September 27, 2011

Control of Error.

I had heard about 'control of error' before on other blogs, but I had never really heard a good definition of what it was until I read John Bowman's e-book Montessori at Home. Here is an excerpt that I found particularly helpful:

          "Mistakes are how we learn. Imperfection is expected. Even after we achieve ‘mastery’ of a 
          task, mistakes still happen, though not as often. If your child does not make a few mistakes and
          have a few accidents, she isn’t learning or isn’t interested. Mistakes when learning are OK.

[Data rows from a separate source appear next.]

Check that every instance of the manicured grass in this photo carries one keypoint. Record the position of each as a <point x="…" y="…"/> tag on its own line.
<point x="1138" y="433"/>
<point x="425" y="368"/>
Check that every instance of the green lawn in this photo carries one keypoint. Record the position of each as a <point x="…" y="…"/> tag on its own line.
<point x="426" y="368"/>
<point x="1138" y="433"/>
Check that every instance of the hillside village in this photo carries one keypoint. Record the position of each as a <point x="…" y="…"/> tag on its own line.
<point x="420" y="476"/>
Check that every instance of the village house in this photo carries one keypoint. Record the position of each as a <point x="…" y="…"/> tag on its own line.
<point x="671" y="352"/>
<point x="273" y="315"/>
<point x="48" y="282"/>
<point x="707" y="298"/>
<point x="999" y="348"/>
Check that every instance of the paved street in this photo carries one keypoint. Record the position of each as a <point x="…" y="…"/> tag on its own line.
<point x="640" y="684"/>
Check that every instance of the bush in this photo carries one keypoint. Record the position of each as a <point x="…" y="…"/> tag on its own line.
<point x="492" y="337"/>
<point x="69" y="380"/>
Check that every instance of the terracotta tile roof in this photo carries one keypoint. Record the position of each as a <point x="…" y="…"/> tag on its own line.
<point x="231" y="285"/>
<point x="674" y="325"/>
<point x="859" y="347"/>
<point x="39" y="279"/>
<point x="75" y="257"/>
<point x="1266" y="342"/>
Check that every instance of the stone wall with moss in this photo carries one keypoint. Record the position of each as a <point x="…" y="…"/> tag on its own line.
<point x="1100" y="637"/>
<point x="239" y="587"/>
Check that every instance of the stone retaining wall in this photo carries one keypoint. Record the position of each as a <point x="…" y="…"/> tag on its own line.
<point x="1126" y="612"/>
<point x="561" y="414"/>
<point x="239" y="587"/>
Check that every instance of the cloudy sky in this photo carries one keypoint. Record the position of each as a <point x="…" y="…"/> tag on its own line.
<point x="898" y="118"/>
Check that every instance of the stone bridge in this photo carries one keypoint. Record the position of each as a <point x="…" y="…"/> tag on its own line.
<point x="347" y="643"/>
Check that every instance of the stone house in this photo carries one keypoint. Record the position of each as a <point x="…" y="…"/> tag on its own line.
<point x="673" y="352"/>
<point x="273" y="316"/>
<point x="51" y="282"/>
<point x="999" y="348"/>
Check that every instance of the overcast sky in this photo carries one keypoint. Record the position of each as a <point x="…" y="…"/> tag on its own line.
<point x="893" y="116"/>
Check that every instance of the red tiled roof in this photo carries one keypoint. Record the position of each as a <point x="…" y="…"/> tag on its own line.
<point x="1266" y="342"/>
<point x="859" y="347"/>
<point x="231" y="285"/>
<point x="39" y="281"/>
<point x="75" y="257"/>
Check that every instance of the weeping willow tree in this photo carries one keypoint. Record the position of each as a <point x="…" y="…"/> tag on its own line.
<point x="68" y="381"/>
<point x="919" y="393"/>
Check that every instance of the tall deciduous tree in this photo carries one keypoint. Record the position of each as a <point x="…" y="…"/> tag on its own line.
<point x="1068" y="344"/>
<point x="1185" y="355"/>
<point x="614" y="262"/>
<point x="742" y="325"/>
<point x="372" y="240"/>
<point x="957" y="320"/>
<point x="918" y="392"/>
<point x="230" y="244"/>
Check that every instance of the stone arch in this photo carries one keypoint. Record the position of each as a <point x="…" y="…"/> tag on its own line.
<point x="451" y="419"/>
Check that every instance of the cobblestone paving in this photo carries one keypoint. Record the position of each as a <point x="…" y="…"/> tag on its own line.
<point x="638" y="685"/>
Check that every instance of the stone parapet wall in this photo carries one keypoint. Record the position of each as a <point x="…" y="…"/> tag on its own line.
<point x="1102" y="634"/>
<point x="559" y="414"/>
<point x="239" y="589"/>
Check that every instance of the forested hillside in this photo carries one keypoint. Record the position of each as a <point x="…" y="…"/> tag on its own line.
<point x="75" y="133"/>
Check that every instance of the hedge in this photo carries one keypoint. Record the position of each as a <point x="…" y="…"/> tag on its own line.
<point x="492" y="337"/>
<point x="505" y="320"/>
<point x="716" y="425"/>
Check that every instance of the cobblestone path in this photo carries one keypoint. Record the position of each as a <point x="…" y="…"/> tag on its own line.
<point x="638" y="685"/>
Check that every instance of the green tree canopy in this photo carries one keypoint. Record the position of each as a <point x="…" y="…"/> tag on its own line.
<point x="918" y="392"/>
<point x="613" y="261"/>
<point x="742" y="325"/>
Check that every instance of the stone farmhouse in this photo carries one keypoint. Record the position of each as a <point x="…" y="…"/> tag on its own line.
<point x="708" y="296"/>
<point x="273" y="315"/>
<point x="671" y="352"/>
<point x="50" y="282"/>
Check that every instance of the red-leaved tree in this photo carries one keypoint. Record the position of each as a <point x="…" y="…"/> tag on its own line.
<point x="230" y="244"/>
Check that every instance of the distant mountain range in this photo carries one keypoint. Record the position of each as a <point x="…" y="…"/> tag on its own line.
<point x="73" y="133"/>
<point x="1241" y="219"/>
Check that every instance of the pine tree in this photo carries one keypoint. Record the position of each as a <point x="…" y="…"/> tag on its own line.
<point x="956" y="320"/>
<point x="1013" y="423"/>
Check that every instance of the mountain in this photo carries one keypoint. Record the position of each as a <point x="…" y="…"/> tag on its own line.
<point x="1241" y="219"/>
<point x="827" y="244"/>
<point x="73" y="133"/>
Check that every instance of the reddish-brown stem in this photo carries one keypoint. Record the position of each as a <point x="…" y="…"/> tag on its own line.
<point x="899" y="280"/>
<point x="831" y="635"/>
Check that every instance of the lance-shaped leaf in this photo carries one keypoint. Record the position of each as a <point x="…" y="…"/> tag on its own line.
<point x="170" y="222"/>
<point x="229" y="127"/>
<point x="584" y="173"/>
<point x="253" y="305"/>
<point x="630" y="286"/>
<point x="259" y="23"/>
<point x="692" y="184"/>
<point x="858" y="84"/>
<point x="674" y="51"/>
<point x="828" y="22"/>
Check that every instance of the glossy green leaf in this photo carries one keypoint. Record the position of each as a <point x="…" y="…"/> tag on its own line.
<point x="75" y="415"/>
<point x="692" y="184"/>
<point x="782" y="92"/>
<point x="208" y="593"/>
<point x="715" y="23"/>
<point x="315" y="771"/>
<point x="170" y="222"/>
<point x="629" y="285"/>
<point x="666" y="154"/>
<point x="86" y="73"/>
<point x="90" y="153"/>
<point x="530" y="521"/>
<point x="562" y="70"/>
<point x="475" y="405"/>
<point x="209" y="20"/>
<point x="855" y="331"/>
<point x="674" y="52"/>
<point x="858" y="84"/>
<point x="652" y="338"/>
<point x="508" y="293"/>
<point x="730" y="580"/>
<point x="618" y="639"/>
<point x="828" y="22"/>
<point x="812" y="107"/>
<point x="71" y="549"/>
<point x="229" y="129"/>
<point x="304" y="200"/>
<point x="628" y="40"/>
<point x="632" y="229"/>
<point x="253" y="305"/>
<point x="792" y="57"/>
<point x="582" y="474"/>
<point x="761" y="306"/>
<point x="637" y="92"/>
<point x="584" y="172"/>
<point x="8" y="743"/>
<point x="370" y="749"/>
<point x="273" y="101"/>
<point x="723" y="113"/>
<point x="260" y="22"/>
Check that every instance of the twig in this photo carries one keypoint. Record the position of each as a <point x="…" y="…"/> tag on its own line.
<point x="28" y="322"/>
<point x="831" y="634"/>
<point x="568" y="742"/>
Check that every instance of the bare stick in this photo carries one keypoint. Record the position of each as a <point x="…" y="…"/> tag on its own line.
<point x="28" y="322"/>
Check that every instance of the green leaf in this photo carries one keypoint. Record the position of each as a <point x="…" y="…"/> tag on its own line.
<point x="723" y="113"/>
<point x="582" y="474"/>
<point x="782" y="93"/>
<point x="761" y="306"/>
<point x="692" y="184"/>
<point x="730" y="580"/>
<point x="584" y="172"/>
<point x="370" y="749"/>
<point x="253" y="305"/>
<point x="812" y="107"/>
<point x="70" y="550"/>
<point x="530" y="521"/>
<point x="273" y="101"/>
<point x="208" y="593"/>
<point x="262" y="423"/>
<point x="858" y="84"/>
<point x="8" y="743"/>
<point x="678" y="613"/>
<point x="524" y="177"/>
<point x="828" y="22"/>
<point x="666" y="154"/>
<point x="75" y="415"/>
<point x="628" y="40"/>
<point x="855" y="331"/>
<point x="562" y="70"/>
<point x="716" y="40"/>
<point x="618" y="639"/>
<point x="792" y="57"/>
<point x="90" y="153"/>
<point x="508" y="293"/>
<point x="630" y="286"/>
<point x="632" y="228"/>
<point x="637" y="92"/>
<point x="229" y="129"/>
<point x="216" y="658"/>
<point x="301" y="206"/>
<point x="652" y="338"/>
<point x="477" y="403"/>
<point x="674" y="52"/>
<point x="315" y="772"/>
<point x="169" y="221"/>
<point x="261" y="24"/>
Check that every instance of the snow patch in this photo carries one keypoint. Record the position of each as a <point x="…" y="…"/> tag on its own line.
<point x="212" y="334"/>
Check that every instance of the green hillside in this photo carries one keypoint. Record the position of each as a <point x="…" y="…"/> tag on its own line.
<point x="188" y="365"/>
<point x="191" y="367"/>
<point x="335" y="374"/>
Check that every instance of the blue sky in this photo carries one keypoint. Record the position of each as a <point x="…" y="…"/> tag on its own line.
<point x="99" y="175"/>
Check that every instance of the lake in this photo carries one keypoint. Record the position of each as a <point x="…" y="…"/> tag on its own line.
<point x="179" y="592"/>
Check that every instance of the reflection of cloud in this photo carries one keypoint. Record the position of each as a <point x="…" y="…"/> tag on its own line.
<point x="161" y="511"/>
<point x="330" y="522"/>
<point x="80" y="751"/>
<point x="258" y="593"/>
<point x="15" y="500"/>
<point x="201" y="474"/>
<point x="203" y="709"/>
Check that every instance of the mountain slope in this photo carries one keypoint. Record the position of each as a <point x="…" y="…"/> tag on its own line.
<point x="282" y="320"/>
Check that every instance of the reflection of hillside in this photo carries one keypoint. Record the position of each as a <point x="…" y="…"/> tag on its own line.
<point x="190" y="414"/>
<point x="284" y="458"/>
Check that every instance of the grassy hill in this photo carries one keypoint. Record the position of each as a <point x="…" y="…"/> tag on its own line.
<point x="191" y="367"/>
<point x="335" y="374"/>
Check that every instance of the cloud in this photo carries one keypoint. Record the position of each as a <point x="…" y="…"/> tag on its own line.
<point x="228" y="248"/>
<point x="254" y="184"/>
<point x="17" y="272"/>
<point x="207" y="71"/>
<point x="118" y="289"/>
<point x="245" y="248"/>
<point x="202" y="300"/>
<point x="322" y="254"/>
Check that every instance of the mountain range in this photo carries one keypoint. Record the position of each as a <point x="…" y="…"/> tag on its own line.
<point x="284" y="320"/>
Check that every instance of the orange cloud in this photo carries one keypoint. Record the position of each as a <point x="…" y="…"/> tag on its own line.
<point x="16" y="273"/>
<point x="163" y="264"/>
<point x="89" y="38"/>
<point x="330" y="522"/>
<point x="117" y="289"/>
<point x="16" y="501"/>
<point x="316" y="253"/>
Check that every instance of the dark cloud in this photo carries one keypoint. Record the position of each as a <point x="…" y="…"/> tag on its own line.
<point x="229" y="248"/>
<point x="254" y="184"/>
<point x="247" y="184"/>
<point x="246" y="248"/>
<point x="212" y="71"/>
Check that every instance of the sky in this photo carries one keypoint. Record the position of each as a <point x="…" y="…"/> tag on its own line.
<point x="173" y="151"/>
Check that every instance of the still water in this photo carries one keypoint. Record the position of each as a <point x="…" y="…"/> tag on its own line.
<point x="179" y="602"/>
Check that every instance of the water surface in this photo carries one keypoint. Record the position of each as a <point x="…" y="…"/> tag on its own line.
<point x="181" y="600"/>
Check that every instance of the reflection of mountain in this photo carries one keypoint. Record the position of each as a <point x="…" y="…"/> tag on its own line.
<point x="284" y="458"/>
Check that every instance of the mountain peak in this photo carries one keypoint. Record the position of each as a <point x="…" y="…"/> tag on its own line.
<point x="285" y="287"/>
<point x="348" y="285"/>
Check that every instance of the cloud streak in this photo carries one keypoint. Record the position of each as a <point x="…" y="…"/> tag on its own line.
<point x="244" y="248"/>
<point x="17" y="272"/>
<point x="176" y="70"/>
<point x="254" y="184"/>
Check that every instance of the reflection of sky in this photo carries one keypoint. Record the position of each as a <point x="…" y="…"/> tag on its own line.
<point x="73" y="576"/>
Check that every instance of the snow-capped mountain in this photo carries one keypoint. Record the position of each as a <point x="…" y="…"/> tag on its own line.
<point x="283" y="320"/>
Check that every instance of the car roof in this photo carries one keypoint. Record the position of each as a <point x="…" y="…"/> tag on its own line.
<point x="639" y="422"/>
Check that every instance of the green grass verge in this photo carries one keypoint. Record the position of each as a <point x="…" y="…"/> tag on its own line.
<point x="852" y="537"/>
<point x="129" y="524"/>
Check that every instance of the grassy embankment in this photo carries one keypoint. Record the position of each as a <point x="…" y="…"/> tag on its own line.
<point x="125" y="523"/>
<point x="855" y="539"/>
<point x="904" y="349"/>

          Dr. Montessori had a different term for mistakes – Control of Error. She designed her materials
          so that a deviation from what was supposed to happen immediately tells a child that there has
          been an error. Children will not necessarily see one outcome as desirable over another. When
          you demonstrate activities for your child, always demonstrate what to do if there is an error.

          Always use a plastic or other table mat when doing these activities. Have a sponge and
          cleaning cloth ready. A mistake, such as spilling a bean during a pouring transfer, is actually an
          opportunity. When it happens, don’t make  a big negative out of it, just be sure your child stops
          the activity and picks up or cleans the spilled item up before continuing. That spill was the
          control of error for the activity – a signal that something went out of normal. Mistakes are
          actually a teaching moment. They should not bring a negative reaction. They are just things
          that happen and need to be fixed before continuing on. All these experiences are teaching your 
          child.

          Let’s say you are showing your child how to pour rice from one cup into another. Make sure
          you drop a little rice onto the table or floor. Immediately stop pouring. This tells your child
          that something unexpected has happened that needs attention. Carefully pick up all the rice
          that spilled and put it back into the cup. Then resume the pouring. Your child now knows that
          spilled rice is an unexpected deviation from the desired outcome; and that it needs to be fixed
          before continuing.

          Without this step, your child may not see any difference between rice on the floor and rice in
          the cup. Always include an example of how to handle errors when you demonstrate an activity
          for your child. Spill some water and show your child how to use the sponge and cloth to clean
          it up before continuing. Let your child practice this."